After receiving treatment, Smallwood moved to Los Angeles in 1991. He’s had featured roles in Broadway productions and regional theater; and guest spots in TV shows including The X-Files, Seinfeld, Frasier, Curb Your Enthusiasm, Friends, Malcolm in the Middle and My Name is Earl.

“When I finally asked for and received help, I pledged to advocate for treatment to other veterans troubled by their service,” Smallwood said. So along with sharing advice about the entertainment industry, he has spoken nationally about the need for counseling for the veteran population.

‘A Rough and Treacherous World’
“It’s pretty well-known that show business can be a rough and treacherous world,” said Frank Sharp, who enlisted in the Army in 1994 after spending the previous seven years in Los Angeles pursuing an acting career. “The opportunity to help people avoid the sorts of errors I made … is golden.”


Former Sgt.
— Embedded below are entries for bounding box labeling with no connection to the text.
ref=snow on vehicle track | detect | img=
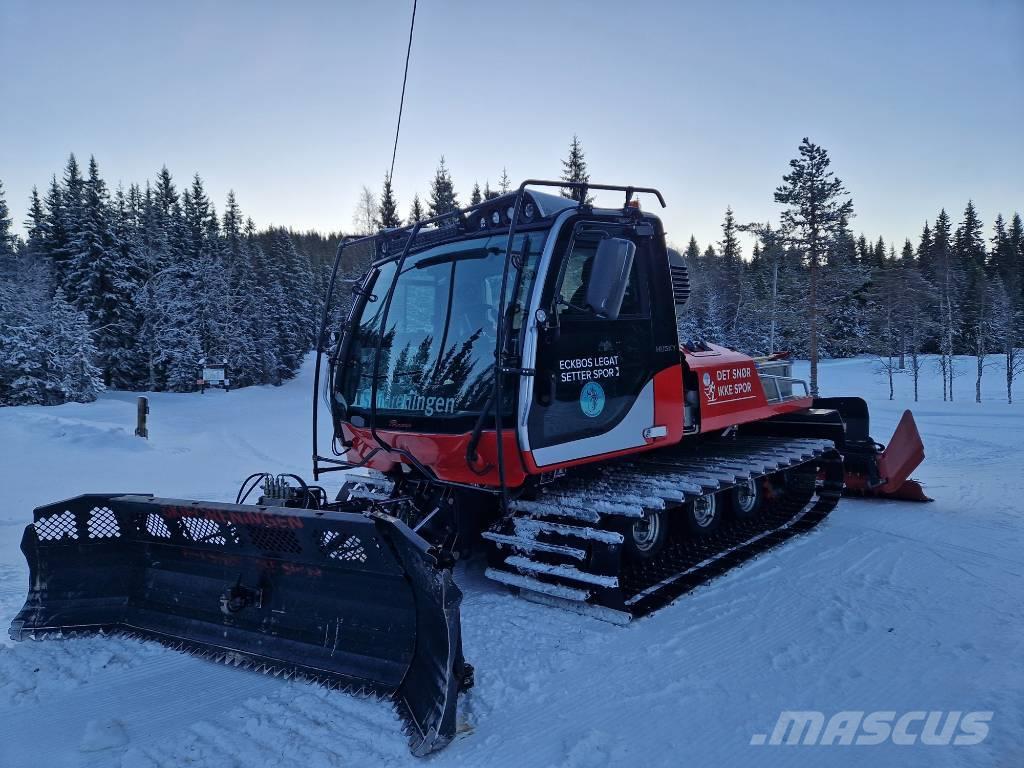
[0,359,1024,768]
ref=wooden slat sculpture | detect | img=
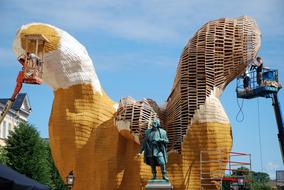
[14,17,260,190]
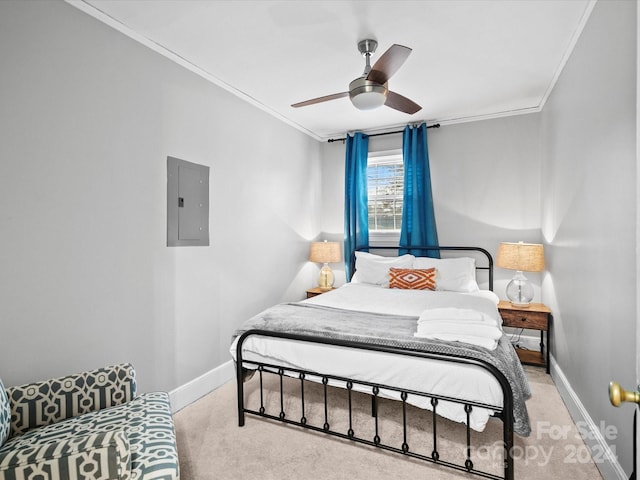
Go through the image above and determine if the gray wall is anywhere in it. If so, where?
[0,1,321,390]
[542,1,638,474]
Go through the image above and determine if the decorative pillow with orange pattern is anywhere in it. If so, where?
[389,268,436,290]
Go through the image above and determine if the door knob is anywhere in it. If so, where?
[609,382,640,407]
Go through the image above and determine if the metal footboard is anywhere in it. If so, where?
[236,330,514,480]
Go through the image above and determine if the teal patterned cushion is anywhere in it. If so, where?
[0,427,131,480]
[0,380,11,446]
[0,392,179,480]
[7,364,136,435]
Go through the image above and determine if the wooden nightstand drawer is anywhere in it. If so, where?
[307,287,334,298]
[498,300,552,373]
[500,309,549,330]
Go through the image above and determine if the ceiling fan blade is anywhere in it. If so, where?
[384,90,422,115]
[291,92,349,108]
[367,43,411,85]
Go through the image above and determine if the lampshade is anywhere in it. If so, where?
[496,242,544,308]
[309,240,340,263]
[496,242,544,272]
[309,240,340,290]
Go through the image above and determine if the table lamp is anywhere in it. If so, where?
[309,240,340,290]
[496,242,544,308]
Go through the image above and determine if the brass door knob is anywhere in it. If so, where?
[609,382,640,407]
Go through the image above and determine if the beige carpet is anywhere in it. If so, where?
[175,367,602,480]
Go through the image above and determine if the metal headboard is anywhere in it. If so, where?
[351,245,493,291]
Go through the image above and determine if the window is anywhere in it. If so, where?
[367,150,404,234]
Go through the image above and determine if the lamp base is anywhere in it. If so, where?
[506,271,533,308]
[318,263,335,290]
[509,302,531,308]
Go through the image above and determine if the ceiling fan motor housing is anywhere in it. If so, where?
[349,77,389,110]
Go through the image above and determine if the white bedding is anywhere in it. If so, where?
[230,283,516,431]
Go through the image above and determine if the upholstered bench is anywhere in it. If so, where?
[0,364,179,480]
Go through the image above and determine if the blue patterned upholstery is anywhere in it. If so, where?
[0,380,11,446]
[0,364,179,480]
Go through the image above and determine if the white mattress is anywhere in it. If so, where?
[230,284,502,431]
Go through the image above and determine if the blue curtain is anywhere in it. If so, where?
[399,123,440,258]
[344,132,369,281]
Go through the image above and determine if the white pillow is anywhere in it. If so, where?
[351,252,416,287]
[413,257,480,292]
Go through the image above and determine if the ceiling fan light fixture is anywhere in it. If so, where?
[349,77,389,110]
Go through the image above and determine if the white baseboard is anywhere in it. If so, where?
[550,357,628,480]
[169,360,235,413]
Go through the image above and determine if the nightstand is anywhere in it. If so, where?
[498,300,551,373]
[307,287,335,298]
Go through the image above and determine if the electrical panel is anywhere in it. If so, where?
[167,157,209,247]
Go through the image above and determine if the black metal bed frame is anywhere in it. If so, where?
[236,246,514,480]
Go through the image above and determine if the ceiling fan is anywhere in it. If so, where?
[291,39,422,115]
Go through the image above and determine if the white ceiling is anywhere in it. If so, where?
[67,0,595,139]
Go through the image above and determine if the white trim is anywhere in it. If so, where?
[540,0,598,110]
[65,0,597,142]
[169,360,235,413]
[551,357,627,480]
[65,0,326,141]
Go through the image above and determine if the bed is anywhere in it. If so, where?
[230,246,530,479]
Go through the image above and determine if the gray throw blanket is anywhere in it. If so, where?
[234,303,531,436]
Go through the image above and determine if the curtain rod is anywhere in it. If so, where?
[327,123,440,143]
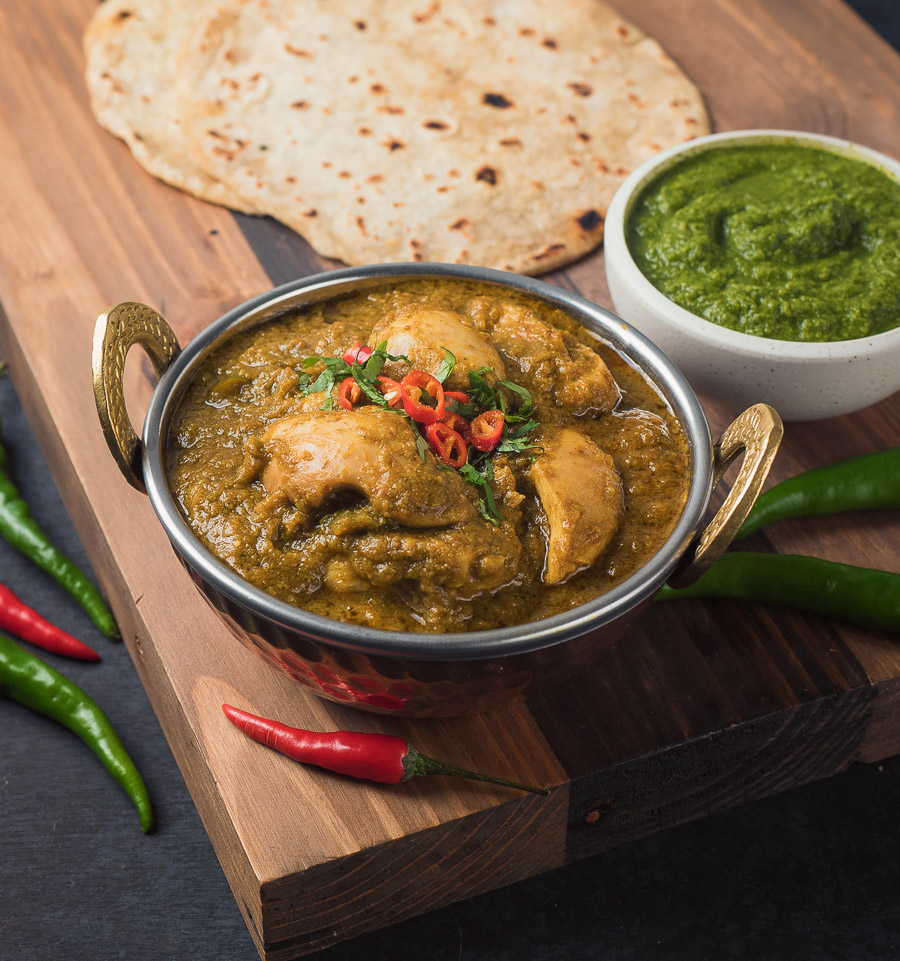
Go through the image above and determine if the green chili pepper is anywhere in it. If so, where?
[0,430,119,640]
[736,447,900,540]
[656,551,900,632]
[0,634,153,833]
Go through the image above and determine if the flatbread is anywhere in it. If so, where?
[84,0,251,212]
[89,0,709,274]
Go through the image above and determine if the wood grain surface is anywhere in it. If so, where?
[0,0,900,959]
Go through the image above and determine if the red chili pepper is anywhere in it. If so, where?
[341,341,372,367]
[444,390,469,404]
[338,377,362,410]
[375,374,403,407]
[425,421,468,470]
[472,410,506,451]
[400,370,444,424]
[441,410,472,444]
[222,704,550,795]
[0,584,100,661]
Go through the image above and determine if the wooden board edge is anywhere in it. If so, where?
[566,684,876,863]
[262,785,569,961]
[859,677,900,763]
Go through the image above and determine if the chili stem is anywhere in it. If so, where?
[404,746,550,797]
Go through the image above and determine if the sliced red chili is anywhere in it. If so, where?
[338,377,362,410]
[425,422,467,470]
[400,370,444,424]
[375,374,403,407]
[472,410,506,451]
[441,410,472,444]
[341,341,372,367]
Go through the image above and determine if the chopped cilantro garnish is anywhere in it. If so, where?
[297,341,542,526]
[434,347,456,384]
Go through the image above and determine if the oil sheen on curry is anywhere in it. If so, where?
[168,280,689,632]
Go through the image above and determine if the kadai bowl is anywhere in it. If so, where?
[94,264,781,716]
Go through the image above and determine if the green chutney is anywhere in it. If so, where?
[626,143,900,341]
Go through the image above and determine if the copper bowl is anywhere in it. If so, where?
[93,264,781,716]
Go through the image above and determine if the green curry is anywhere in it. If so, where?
[626,143,900,341]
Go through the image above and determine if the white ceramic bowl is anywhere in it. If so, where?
[604,130,900,420]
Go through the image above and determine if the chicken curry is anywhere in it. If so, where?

Aaron Carew confers with an assistant director during production of his short film A Final Gift.
(Credit: Tibrina Hobson)

Sharp served in the 3rd Ranger Battalion before separating as a specialist in 1999 and returning to California. After about three years, he said, “the on-camera end of my work had slowed to practically nothing, but I had the opportunity to start full time in post-production.”

“I worked on more than 100 shows as an assistant, coordinator and supervisor, then began doing background and featured voices” for TV shows and movies, Sharp said. “I finally had a career.”

Sharp also has written screenplays, including Lone Rider, a 2008 made-for-TV Western starring Lou Diamond Phillips and Stacy Keach; and the 2015 film It Had To Be You. He works as a voice actor and is a consulting producer for projects including a film in development called Wyoming Sky.

“Veterans tend to have the kind of skill set that is necessary to succeed in Hollywood, but those skills need honing to specific purposes,” Sharp said.

Kraft said companies such as Disney, DreamWorks, NBC and Lionsgate, among others, have initiatives to hire veterans. More opportunities for show biz seekers can be found in organizations such as the Writers Guild Foundation’s Veterans Writing Project, which pairs veterans interested in the industry with professional writer-mentors with military backgrounds. Katie Buckland, the foundation’s executive director, has described the project as a job training program for current and former service members “who want to work in this industry.”

And Sharp, among others, thinks the entertainment industry is a good fit for soldiers. 

“I got far more out of the Army than the Army could have ever gotten out of me,” he said. “The Army prepared me both professionally and personally for the rest of my life. Any success I’ve enjoyed since … is directly linked to my time in service.”